French 'flower power' photographer dies

01 Sep, 2016

One of France's most famous photojournalists, Marc Riboud, whose 1967 snap of a protester confronting US soldiers with a flower captured the movement against the Vietnam war, has died aged 93. Riboud, equally famed for a 1953 picture of a workman painting the Eiffel Tower high above the Paris skyline, passed away Tuesday after a long illness, a family member told AFP.
The subject of the "flower power" shot, Jan Rose Kasmir, said on Facebook she had lost touch with Riboud after he began suffering from dementia around six years ago, but could "still hear his wonderful resonant voice". "What a special gift this world has lost," she wrote. "I am so saddened, but KNOW he will greet me on the other side." Kasmir, who was 17 when the iconic photo was taken, added: "I will carry on my work for peace in his name."

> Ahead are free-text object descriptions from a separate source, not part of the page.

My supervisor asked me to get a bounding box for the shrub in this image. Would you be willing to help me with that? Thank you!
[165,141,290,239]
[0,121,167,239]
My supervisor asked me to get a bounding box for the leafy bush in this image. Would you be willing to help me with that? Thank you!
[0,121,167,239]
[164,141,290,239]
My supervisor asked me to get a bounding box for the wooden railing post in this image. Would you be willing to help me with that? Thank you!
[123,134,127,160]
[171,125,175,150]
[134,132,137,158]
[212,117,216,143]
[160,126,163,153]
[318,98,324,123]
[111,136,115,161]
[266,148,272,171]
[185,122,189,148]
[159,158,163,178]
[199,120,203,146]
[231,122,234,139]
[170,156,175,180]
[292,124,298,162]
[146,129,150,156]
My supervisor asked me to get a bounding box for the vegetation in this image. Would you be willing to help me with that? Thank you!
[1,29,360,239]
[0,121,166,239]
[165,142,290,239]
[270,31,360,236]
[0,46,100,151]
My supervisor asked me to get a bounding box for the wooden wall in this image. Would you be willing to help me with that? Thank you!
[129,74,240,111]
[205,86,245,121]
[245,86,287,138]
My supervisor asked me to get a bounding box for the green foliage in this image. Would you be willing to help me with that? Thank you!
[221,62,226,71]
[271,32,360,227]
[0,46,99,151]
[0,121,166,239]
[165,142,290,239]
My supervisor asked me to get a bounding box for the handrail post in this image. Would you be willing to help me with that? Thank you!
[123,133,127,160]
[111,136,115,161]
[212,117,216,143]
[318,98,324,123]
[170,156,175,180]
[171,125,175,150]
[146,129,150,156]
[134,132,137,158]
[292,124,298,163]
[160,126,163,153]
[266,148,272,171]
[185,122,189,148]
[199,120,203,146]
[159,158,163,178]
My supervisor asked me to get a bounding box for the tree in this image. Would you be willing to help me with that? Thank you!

A master of black-and-white imagery, Riboud joined the prestigious Magnum agency at the invitation of its founders, photography greats Henri-Cartier Bresson and Robert Capa. Riboud, whose shots appeared in top magazines such as Look, Life, Stern and Paris Match, was among the handful of photographers who managed to enter North Vietnam in the late 1960s. In 1957 he had been among the first Europeans to travel in Communist China.